On reflection, I made a number of errors at Adelaide, which ultimately cost me my job. It can happen very quickly if not properly identified and adjusted.

In 2012 we took the Crows from a seven-win season and 14th on the ladder to 17 wins and a heartbreaking pre­liminary final loss to even­tual ­premier Hawthorn the next year.

Brenton Sanderson.

Two seasons later I was sacked after missing the finals by just one win, two years in succession. These are some of the mistakes I made.

1. I didn’t accept a variety of personalities within my staff and couldn’t learn how to get the best out of individuals by promoting two-way open communication. I didn’t listen as much as I should have. I did too much "telling”.

2. Crisis management. A coach must be able to pull a team together and ­allocate specific roles rather than ­attempt to control the situation. The harder it got, the more I tried to do more.

3. You have to learn how to have and deliver the hard conversations. Most importantly, learn how to do this consistently. There is a time to be blunt and clear, but you must always follow it up, preferably within the next 24 hours, and never use sarcasm as a means to get a message across.

4. I was always promoting myself as an "open door ­manager”, but this wasn’t consistent. In challenging times, I shut key people out.

5. Time management. I felt I was always time poor, but it was more likely I wasn’t organised to prioritise and delegate. I found it hard to say no to external obligations too, which I understand is part of the role, but I was reluctant to admit when I was struggling emotionally and physically. The senior coach must not allow himself to burn out.

6. I talked openly too often about finding and identifying the "right people” for certain roles within the club, which I know left certain staff feeling disillusioned.

7. I never really identified a key mentor I could trust to bounce ideas off and talk to when I needed help.
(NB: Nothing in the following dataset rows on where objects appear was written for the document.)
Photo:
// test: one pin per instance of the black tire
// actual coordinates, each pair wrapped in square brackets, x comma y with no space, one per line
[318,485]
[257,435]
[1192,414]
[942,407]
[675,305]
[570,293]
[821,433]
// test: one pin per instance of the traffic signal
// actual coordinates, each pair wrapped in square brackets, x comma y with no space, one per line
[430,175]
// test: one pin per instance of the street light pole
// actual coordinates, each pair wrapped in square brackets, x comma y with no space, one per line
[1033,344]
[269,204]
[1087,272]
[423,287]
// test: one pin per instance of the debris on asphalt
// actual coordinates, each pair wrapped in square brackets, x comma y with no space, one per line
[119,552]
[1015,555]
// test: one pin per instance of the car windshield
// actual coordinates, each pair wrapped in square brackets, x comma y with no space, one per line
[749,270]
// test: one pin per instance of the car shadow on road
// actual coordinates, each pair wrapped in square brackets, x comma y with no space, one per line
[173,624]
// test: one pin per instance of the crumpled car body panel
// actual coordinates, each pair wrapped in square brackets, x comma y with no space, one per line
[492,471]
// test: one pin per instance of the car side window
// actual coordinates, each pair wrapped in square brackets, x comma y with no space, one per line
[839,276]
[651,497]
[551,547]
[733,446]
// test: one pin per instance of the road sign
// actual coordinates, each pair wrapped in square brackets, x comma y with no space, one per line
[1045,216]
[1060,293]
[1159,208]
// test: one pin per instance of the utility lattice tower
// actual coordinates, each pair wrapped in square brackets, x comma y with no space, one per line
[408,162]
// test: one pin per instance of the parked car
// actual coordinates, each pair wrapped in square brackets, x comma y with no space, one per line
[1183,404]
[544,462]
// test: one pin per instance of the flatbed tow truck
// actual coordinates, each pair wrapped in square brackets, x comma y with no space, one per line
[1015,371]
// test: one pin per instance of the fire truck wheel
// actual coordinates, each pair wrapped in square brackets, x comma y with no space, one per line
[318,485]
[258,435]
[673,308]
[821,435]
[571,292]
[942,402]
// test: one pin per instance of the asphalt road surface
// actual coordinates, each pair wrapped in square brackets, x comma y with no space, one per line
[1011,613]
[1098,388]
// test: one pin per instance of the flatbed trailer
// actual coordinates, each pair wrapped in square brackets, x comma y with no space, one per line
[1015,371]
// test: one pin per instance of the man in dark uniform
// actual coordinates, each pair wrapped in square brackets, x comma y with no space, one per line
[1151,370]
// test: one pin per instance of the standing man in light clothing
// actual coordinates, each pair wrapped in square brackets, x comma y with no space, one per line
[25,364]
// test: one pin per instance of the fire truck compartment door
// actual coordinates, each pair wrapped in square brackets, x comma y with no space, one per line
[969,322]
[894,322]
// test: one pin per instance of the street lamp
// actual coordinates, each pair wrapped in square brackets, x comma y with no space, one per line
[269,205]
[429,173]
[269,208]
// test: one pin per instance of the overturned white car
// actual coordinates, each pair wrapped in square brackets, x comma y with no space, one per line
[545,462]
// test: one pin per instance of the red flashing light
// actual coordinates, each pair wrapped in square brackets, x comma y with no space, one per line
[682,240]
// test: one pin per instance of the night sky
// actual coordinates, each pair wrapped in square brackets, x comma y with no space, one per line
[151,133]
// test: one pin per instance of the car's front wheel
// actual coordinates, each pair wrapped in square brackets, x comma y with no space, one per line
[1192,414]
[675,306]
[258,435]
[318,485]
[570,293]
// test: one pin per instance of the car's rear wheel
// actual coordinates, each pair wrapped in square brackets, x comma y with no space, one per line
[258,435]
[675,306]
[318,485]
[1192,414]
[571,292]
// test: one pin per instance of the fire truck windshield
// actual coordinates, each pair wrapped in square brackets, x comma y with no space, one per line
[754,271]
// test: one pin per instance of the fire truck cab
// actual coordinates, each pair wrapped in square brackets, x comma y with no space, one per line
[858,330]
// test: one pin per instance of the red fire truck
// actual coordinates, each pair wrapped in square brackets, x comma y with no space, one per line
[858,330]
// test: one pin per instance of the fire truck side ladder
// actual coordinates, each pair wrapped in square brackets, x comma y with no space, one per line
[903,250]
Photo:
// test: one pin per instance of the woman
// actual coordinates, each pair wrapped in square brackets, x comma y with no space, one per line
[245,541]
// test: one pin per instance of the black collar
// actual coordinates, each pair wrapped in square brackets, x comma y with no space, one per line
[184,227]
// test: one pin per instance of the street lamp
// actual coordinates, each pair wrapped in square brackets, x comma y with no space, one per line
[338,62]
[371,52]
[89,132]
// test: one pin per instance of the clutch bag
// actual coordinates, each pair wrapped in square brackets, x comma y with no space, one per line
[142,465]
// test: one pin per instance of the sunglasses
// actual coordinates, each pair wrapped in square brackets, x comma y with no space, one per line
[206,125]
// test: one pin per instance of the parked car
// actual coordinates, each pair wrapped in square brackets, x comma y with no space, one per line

When I lost Dean Bailey, I lost an ­important mentor.

8. I didn’t treat my players equally. I spent more time with those executing their roles ­effectively, while neglecting those who needed me most.


Players typically are hard to find when they know they are out of form or on the fringe, so I needed to chase them harder and make this a priority.

There are always 10 to 12 players who are going to play each week, then there are 10 to 12 players who know they aren’t going to play anytime soon.

It’s the 20 players in-­between, who are in and out of the side regularly that you need to spend most time on and with.